Over half a million people worldwide could potentially be open to ‘pacemaker hacking’ after a manufacturer has revealed, in an open letter, that their devices contained a software vulnerability.
While highly unlikely, it would be theoretically possible to remotely control the device’s functions.
Last week the Food and Drug Administration (FDA) in America, confirmed that 465,000 pacemakers were suffering cyber-security issues.
Now the same producer, Abbott, have told the BBC there are a further 280,000 in other countries with the same problem, after they acquired the manufacturer ‘Jude Medical’ earlier this year.
Although they didn’t confirm whether this affected UK-devices or just elsewhere.
The radio-frequency enabled pacemakers, which are surgically implanted into the chest to regulate an irregular heart rhythm, could theoretically be taken over by anyone within 50 feet of a patient.
By taking advantage of the flaw they could, and again this is just theoretical, cause the electrodes to pace too quickly or deplete the battery supply, causing it to stop.

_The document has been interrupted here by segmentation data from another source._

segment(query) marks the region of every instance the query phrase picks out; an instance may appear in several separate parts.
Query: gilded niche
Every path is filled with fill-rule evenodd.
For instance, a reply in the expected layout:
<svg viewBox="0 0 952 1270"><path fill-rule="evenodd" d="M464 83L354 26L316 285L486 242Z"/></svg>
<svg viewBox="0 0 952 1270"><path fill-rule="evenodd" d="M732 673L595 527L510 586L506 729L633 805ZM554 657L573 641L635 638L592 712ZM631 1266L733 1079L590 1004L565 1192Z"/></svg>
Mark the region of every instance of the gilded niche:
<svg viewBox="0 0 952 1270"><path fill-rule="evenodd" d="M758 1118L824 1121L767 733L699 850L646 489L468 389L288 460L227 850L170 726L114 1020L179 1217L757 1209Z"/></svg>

Abbott are keen to stress that there have been no reports of this occurring.
In addition both the Department of Homeland Security and Abbot themselves have pointed out that not only would it require a highly complex set of circumstances for this take place, but that any person attempting to do it would require an almost professional level of skill.
Despite the risk being extremely low, patients are being advised to ask their doctor about an available update that will address the issues.
The pacemaker can receive the updated code wirelessly and the whole process takes about 3 minutes.
Any installed after 28 August will already come with the latest update pre-installed.
Matthew Green, a Professor at John Hopkins University and specialist in cryptography, tweeted: “This is all theoretical, I stress. But I saw no reason that you couldn’t harm or even kill every patient with an ICD in a matter of days.”
“Now one hopes nobody would ever be enough of a psychopath to do this. But to threaten to do this to extort money? Sure.”
To put this in context then, while it’s clearly a serious issue the circumstances needed for this to even be an issue are fantastically unlikely.
The fact the FDA aren’t taking immediate action as well should reassure any owners of the device.